Because, everyone’s doing it.
I was chastened. Criticising the pseudoscience of “healthy” diets has seen me rebuked for not having the qualifications necessary to offer an opinion. After all, how would I know anything about something unless I studied or experienced it myself? (For example, you can’t say that crushing up crystal methamphetamine and rubbing it into our eyes is bad for us unless you have first-hand experience of it.)
Thus, to silence my critics, I set out to become a Real Qualified Practitioner of Wellness (TM).
It was admittedly hard to choose from the myriad of courses available. The most popular option was the Health Coach Certification offered by the Institute for Integrative Nutrition – an unaccredited New York outfit who have trained up ALL the big names. I do mean all of them: Pete Evans (king of paleo and hypervitaminosis himself), Miranda Kerr, Pippa Middleton and Charlotte Carr (co-writer of Evans’s paleo cookbook and voice-over actress for the not-remotely-paleo KFC) are all graduates. Regrettably, I lacked the $5995 to earn the right to call myself a ‘Health Coach’. (I also have an anaphylactic allergy to Deepak Chopra, so this was definitely out.)
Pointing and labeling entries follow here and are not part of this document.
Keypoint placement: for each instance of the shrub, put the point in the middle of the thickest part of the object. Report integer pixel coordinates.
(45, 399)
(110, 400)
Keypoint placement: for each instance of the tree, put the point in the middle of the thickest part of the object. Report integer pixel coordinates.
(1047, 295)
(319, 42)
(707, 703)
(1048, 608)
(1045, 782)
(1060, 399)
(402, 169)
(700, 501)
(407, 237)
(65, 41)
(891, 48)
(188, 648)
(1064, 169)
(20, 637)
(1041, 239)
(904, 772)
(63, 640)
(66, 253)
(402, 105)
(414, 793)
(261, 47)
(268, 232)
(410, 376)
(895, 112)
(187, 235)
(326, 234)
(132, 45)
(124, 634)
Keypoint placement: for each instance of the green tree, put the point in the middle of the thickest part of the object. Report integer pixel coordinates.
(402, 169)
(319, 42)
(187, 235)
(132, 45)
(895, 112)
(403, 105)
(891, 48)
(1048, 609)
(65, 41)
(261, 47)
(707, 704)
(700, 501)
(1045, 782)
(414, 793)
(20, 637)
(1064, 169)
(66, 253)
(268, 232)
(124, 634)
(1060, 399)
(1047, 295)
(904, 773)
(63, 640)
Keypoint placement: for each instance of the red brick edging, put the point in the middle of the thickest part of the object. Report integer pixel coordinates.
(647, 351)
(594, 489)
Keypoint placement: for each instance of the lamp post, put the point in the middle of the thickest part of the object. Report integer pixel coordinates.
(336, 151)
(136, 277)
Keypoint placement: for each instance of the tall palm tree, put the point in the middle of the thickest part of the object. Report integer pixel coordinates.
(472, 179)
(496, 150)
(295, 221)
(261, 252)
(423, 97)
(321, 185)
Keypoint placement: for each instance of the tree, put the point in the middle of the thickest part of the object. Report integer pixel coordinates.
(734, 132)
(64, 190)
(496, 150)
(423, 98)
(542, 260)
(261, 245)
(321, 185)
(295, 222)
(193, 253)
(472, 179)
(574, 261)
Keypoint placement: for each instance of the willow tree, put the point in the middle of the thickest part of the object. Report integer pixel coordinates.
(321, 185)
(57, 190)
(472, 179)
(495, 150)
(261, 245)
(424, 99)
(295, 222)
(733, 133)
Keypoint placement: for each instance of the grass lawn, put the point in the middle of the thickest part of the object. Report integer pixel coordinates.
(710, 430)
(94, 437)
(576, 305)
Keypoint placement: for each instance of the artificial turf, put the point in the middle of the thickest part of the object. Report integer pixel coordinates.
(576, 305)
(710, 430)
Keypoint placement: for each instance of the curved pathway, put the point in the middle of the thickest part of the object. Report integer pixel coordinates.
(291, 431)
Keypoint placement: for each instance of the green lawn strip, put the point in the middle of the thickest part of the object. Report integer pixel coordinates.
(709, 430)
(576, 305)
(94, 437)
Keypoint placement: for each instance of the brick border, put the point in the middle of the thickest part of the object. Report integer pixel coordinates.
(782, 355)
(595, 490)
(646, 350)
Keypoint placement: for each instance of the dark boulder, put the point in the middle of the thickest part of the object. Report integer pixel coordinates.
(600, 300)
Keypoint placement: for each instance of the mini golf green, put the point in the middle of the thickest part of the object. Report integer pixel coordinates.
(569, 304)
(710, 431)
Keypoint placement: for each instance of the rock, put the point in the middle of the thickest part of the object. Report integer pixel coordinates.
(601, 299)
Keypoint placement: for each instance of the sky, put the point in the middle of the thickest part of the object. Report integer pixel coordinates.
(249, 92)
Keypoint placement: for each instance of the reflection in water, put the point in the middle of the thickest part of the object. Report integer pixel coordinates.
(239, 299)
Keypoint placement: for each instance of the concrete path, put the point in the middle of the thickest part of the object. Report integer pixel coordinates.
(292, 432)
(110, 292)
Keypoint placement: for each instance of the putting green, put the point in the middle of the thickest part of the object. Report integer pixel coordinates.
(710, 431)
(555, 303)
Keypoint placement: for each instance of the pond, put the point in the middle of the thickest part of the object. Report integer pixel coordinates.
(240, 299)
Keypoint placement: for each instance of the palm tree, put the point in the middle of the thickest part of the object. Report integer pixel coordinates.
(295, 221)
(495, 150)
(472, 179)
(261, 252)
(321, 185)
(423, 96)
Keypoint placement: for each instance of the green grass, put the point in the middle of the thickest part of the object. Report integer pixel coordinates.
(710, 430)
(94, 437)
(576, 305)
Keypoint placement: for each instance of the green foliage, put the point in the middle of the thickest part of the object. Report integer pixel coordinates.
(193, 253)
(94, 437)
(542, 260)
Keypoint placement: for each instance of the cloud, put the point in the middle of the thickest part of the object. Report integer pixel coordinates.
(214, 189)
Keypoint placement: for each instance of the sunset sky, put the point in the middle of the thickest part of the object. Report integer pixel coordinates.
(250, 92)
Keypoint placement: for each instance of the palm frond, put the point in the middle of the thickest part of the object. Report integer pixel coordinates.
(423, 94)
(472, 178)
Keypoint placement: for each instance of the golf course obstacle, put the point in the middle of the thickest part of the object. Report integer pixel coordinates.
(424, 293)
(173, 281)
Then, I received an email from a group-buying website, offering me the opportunity to earn a Paleo Nutritionist diploma for the competitive price of $29, which would allow me to “make Paleo living a career” and “become qualified to run a practice” in telling people to live like our paleolithic ancestors. (Not the ones with astronomically high infant mortality rates and a surfeit of land-based predators, obviously: the sexy ones who drink bulletproof coffee and eat meat and wear those creepy toe-shoes to go to Crossfit gyms modelled after the ones our ancestors worked out in during the Pleistocene.)